Gillian Welch and David Rawlings play Capitol Theatre Saturday July 16th.
The Alternative Country music singer Gillian Welch is well known in Olympia having played here several times. After one previous show a friend of mine went off to get Gillian and her partner singer/guitarist David Rawlings’ autographs and revealed her lack of TV knowledge when she asked Gillian how she managed to record and tour and still have time to star in the X-Files TV series. Gillian politely pointed out that actually it was another Gillian (Anderson) who starred in that show but they were both gracious enough to still sign my friend’s white shirt.
That down home friendliness is all over Gillian and David’s latest release ‘The Harrow and The Harvest’ a record that they co-produced and played all the music on guitar, banjo and harmonica. Gillian doesn’t put out a lot of records, indeed the last one ‘Soul Journey’ came out 8 years ago. Although it could be argued that last year’s ‘A Friend of a Friend’ by David Rawlings Machine could count as hers because their styles and lives are so intertwined.
Rawlings recently spoke of that closeness to the Decemberists’ Colin Meloy, “As a songwriting team we are more seamless and fluid than ever before. It’s nearly impossible to unravel who wrote what word, what line, what sentiment.” And Gillian chimed in, “It’s truly immaterial at this point. When Dave and I really get down to work, it’s like we’re in a lifeboat, like we’re the only two people in the world, and it is very quiet. I think some of that quietness comes through on these recordings.”
These days the couple make their home in Nashville, TN and Gillian went on the say, “Tennessee figures rather prominently in the new songs, the truth is, we absented ourselves from Nashville for a while, to escape the weight of home and studio and record label. But I think our thoughts turned back there with a newness and clarity I hadn’t felt since I moved there almost 20 years ago.”
Welch’s image has changed over those 20 years, on her first record covers she looked like either a cowgirl or a dustbowl refugee, and on the cover of Rawling’s CD she looked like a magical creature that would be at home on ‘True Blood’ or some southern gothic vampire tale. The front cover artwork on ‘The Harrow and The Harvest’s continues with the pastoral magic while the back photo of the two of them is timeless and could have come from anytime in the last 100 years, (except for the 1980s).

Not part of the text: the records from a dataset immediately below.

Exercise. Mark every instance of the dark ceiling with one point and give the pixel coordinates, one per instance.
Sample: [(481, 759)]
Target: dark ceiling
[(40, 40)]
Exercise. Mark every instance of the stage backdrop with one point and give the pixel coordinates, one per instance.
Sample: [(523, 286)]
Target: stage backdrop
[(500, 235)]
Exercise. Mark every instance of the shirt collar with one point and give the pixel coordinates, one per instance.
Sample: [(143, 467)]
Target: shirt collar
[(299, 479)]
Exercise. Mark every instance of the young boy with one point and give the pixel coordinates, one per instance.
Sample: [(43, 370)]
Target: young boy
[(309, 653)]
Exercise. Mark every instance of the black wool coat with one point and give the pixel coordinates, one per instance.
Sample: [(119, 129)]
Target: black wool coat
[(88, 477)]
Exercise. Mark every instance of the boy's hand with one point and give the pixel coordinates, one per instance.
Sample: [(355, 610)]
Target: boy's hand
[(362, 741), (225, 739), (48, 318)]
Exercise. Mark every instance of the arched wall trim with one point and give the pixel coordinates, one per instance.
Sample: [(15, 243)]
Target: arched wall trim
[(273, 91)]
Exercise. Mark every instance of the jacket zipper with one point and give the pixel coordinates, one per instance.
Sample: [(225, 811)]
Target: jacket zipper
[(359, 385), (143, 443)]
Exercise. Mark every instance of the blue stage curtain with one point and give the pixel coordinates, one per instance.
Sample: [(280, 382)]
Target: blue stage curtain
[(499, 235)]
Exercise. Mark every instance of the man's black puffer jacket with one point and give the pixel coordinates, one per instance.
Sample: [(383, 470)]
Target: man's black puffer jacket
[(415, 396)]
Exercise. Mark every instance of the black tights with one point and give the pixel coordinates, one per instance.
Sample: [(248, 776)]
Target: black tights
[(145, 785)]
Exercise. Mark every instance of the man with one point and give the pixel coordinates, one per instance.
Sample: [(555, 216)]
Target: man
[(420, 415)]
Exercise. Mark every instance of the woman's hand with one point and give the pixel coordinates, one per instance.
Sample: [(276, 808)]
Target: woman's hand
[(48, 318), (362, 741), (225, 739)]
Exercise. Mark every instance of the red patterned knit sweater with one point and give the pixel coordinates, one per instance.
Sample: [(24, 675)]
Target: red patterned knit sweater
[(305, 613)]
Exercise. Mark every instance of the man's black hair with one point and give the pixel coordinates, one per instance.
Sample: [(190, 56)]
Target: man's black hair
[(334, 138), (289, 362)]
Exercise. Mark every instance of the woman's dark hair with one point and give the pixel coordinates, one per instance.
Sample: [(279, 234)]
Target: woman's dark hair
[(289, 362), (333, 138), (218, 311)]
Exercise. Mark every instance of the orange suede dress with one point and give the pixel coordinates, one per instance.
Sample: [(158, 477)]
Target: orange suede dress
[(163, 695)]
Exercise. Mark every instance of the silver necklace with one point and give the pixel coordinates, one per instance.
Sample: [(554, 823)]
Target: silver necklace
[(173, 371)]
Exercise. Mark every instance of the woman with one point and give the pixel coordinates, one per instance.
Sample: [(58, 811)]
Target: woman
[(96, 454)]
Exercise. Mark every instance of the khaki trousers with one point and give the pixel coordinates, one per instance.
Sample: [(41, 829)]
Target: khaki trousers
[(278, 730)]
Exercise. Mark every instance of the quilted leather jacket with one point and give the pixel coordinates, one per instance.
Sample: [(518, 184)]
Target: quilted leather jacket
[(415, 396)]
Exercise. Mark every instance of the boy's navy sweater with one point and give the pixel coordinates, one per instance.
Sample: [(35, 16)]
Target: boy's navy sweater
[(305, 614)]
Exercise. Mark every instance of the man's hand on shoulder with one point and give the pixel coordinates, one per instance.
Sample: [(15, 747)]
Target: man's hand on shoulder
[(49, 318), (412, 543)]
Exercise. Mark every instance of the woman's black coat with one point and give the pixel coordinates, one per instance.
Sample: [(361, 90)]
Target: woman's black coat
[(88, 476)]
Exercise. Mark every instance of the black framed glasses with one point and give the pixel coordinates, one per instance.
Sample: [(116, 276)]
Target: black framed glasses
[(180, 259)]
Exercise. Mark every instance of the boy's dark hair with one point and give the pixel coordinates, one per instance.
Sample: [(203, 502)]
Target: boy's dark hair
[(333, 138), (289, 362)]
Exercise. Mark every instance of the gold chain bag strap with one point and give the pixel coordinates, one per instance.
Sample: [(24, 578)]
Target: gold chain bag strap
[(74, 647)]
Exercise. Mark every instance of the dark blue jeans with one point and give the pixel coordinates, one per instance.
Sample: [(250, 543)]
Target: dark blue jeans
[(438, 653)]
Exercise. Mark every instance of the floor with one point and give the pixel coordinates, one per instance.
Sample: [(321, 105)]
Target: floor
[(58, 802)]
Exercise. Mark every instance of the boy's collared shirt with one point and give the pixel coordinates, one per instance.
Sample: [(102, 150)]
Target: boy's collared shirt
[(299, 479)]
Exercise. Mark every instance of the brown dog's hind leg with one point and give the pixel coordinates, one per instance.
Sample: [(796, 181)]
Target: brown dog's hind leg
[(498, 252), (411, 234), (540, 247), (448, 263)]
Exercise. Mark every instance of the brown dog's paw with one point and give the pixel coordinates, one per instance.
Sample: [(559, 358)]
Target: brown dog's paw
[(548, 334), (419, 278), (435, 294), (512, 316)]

The songs and performances are timeless as well and no drums, synths or auto-tunes were harmed in the making of this record.
The couple wrote all of the songs on ‘The Harrow and The Harvest’ but many of the phrases will be familiar to followers of bluegrass and country music. A song will start off with “Some bright morning…” or be titled ‘Silver Dagger’ or ‘Hard Times’ and ‘Scarlet Town’ which opens the CD on angelic guitar chords while the vocals shape a darker more earth bound tale of sorrow, following along the lines of ‘House of the Rising Sun’.
Though the songs are all new they tap into the history of Southern music and though I moved from TN in the late 70s these songs take me back there as they evoke sentimental feelings for the mythical South.
The most upbeat song here, ‘The Way it Goes’ still contains words of trouble and suffering which drop it down a few carefree notches before the ‘accept it all with just a shrug’ chorus kicks in.
With just the two of them singing and playing the songs at first seem light and summery in texture, but the lyrics belie that lightness and Gillian’s vocals exist on the boundary between light and dark, making it the best record to put on during a warm summer night preferably outside in a hammock. Or you can just go see them live.
Like their music they are approachable, natural people, friendly and open, just don’t ask Gillian about the X-Files.
Gillian Welch and David Rawlings play the Capitol Theatre on Saturday July 16th.